The words he wrote here might be considered additions to Isaiah and Ezekiel, although I haven't found whatever places Blake may have used as a 'source'.


at last be proved to originate in ours & to be the tributaries of the Poetic Genius; it was this that our great poet King David desired so fervently & invokes so pathetic'ly, saying by this he conquers enemies & governs kingdoms; and we so loved our God. that we cursed in his name all the deities of surrounding nations, and asserted that they had rebelled; from these opinions the vulgar came to think that all nations would at last be subject to the jews.'
'This' said he, 'like all firm perswasions, is come to pass; for all nations believe the jews' code and worship the jews' god, and what greater subjection can be?'
I heard this with some wonder, & must confess my own conviction. After dinner I ask'd Isaiah to favour the world with his lost works; he said none of equal value was lost. Ezekiel said the same of his.
I also asked Isaiah what made him go naked and barefoot three years? he answer'd, 'the same that made our friend Diogenes the Grecian.'
I then asked Ezekiel why he eat dung, & lay so long on his right & left side? he answer'd, 'the desire of raising other men into a perception of the infinite; this the North American tribes practise, & is he honest who resists his genius or conscience. only for the sake of present ease or gratification?'

Here we can find 'sources': Isaiah wrote that God had told him to go naked and barefoot in Chapter 20. 

Re Ezekiel laying on his right and left side so long, look at Ezekiel 4:4-6. 

Singer discussed these Plates in  pages 113-24 of The Unholy Bible:
She seemed to suggest that Blake's mind moved out of commonplace material events, out of the world so to speak, and that he learned to clothe his 'transcendent' thoughts in terms of biblical figures, especially the prophets.

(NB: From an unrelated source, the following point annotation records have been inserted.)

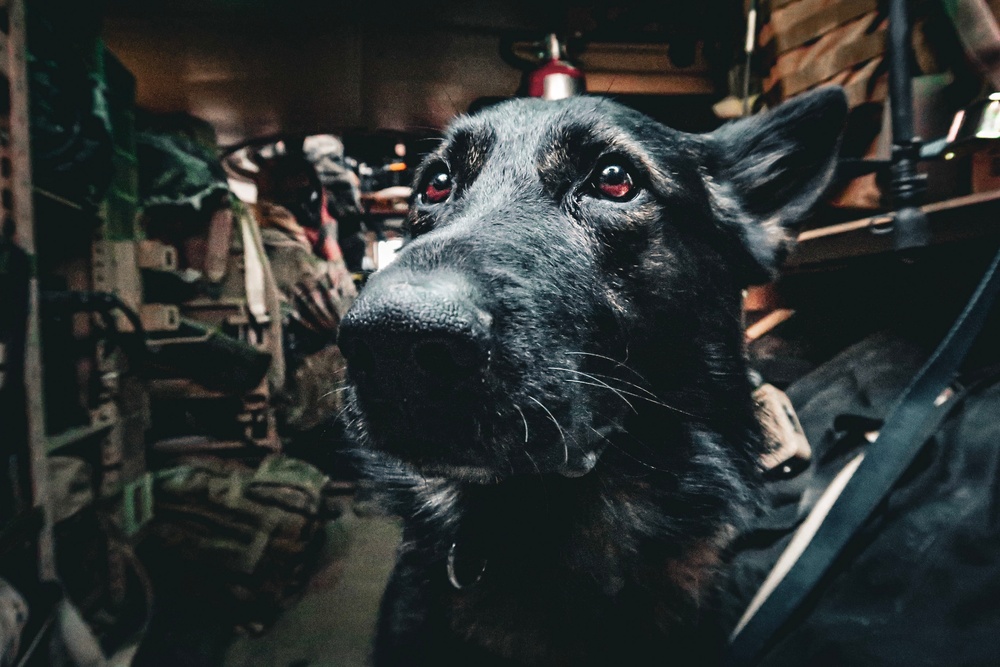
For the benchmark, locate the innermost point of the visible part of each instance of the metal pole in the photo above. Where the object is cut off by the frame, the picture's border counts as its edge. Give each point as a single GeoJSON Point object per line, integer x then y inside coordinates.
{"type": "Point", "coordinates": [907, 189]}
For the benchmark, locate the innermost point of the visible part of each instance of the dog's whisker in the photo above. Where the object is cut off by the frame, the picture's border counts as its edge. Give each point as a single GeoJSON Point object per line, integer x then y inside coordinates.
{"type": "Point", "coordinates": [601, 377]}
{"type": "Point", "coordinates": [604, 385]}
{"type": "Point", "coordinates": [626, 453]}
{"type": "Point", "coordinates": [339, 390]}
{"type": "Point", "coordinates": [617, 362]}
{"type": "Point", "coordinates": [556, 422]}
{"type": "Point", "coordinates": [524, 419]}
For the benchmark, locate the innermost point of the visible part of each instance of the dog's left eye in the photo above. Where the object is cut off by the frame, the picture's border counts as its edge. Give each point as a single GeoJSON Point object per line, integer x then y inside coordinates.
{"type": "Point", "coordinates": [438, 187]}
{"type": "Point", "coordinates": [614, 182]}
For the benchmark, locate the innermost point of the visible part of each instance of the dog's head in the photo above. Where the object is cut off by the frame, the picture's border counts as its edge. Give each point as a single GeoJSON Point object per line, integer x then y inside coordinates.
{"type": "Point", "coordinates": [573, 287]}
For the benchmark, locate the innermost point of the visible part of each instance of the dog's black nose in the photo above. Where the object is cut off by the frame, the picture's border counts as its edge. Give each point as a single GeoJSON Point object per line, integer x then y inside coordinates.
{"type": "Point", "coordinates": [402, 339]}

Marriage of Heaven and Hell may have been Blake's first attempt to express to others these feelings. 

A Memorable Fancy begins with Blake's statement that the Prophets Isaiah and Ezekiel dined with him, which is evocative of Revelation 3:2:
"Behold, I stand at the door, and knock: if any man hear my voice, and open the door, I will come in to him, and will sup with him, and he with me."